J'ai dû quitter mon pays pour l’Égypte, seul, sans soutien. J'ai demandé des visas auprès de toutes les ambassades et organismes. J'ai suivi quelques pistes qui ont échoué, avec les Pays-Bas, la Suisse, la Hongrie. L'ambassade des États-Unis ne m'a même pas laissé franchir la porte. Je me suis retrouvé dans une situation intenable qui a duré plus d'un an : je devais payer 150 euros tous les trois mois pour obtenir une carte de séjour égyptienne qui m'interdisait de travailler.
Des connaissances m'ont alors parlé d'un visa humanitaire délivré par la France. J'avais peu d'espoir, je me disais : « Je n'écoute jamais de chansons françaises ». Mais le contact a été très différent. La personne qui m'a reçu est venu me chercher à la porte de l'ambassade, il a essayé de parler en arabe, il m'a offert un café. Cette rencontre m'est apparue comme un miracle. Mon interlocuteur a compris qu'il y a certains événements de ma vie, trop durs, dont je ne pouvais pas parler, il n'a pas insisté car il avait pris le temps de s'informer sur mon histoire.
À mon arrivée à Paris en avril 2023, l'équipe de l'ambassade avait tout organisé pour qu'un taxi m'emmène au centre d’accueil des demandeurs d’asile. J'ai eu par la suite des difficultés avec l'Action sociale qui ne comprenait pas que je ne pouvais pas facilement travailler et que je désirais continuer mes études. Depuis mon attaque, j'ai toujours des douleurs au bras, les médecins m'ont confirmé qu'elles ne partiront pas. Grâce à l'application Réfugiés, j'ai pris connaissance du Certificat professionnel en sciences humaines et sociales pour Jeunes Réfugiés de Sciences Po. J'ai été rassuré qu'il n'y ait pas de niveau minimum de français pour pouvoir postuler.
Je ne pensais pas que je méritais une place dans le Certificat, mais Valérie, une Française rencontrée à mon arrivée qui m'accompagne dans mes démarches, m'a dit : « tu ne parles pas encore parfaitement français mais tu as un projet, qui te tient à cœur, Sciences Po va le comprendre ». Et j'ai été accepté pour la rentrée de septembre 2024, un mois avant mes 25 ans. Le Certificat m'a aussi permis de trouver un logement en résidence universitaire. Après le Certificat, j'aimerais effectuer un master en science politique.
Je souhaite créer une ONG internationale pour aider les habitants de mon pays. Peu de gens savent ce qu'il s'y passe, mais quand je raconte mon histoire, j'ai l'impression qu'elle interpelle. Il faut savoir que le pouvoir des médias, des réseaux sociaux est immense au Yémen. Les dirigeants craignent l'information. À l'heure actuelle, neuf personnes différentes se considèrent comme le président du Yémen.

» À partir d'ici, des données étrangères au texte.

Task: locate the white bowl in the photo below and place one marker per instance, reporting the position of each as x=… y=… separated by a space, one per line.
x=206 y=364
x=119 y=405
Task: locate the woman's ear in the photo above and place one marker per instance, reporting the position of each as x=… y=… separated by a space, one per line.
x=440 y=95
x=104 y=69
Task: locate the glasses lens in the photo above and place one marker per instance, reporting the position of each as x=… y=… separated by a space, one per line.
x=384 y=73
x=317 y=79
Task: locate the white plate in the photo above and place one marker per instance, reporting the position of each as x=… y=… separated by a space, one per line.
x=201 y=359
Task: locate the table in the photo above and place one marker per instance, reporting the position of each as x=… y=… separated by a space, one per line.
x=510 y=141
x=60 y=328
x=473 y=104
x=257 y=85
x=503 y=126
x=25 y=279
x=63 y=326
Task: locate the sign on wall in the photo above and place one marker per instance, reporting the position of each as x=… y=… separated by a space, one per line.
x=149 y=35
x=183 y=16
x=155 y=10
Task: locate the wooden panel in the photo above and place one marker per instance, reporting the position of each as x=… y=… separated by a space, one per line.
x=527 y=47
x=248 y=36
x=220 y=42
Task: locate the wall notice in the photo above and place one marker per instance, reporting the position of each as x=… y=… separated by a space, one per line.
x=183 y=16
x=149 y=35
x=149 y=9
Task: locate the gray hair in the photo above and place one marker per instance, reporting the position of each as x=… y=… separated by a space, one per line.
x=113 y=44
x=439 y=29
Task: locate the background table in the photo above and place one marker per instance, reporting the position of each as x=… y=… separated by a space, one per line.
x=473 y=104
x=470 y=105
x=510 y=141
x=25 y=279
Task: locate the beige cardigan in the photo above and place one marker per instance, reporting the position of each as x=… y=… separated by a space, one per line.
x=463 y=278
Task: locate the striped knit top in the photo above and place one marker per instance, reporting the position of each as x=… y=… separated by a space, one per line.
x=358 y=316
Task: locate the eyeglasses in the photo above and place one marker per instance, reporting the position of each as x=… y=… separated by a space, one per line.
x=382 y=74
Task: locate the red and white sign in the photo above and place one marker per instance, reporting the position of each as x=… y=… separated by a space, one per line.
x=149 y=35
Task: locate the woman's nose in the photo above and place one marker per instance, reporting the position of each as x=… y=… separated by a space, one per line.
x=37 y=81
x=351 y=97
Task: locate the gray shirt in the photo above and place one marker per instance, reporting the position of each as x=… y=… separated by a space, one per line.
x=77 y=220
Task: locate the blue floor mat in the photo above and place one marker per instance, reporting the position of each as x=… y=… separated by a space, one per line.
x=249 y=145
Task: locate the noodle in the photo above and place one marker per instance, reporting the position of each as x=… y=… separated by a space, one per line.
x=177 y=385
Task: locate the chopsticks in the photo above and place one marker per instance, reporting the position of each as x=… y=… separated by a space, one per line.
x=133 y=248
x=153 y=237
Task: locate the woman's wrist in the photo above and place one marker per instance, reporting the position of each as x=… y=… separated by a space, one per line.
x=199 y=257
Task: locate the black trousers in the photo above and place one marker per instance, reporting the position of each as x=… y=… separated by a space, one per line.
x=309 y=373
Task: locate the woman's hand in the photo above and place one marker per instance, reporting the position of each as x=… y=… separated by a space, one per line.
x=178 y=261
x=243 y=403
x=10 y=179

Ici, je n'ai plus peur des répercussions. Un professeur de géographie m'a proposé de travailler sur un projet avec le Musée de l’immigration. Une vidéo a été réalisée pour expliquer mon parcours, pour laisser une trace de moi. Je leur ai offert mon visa humanitaire, qui a été si long à obtenir.
Si je suis parti du Yémen, c'est pour parler de mon pays, sinon tout cela n'aura servi à rien. Mon vœu est que l'on se souvienne de ce que j'ai fait, quand je ne serai plus là.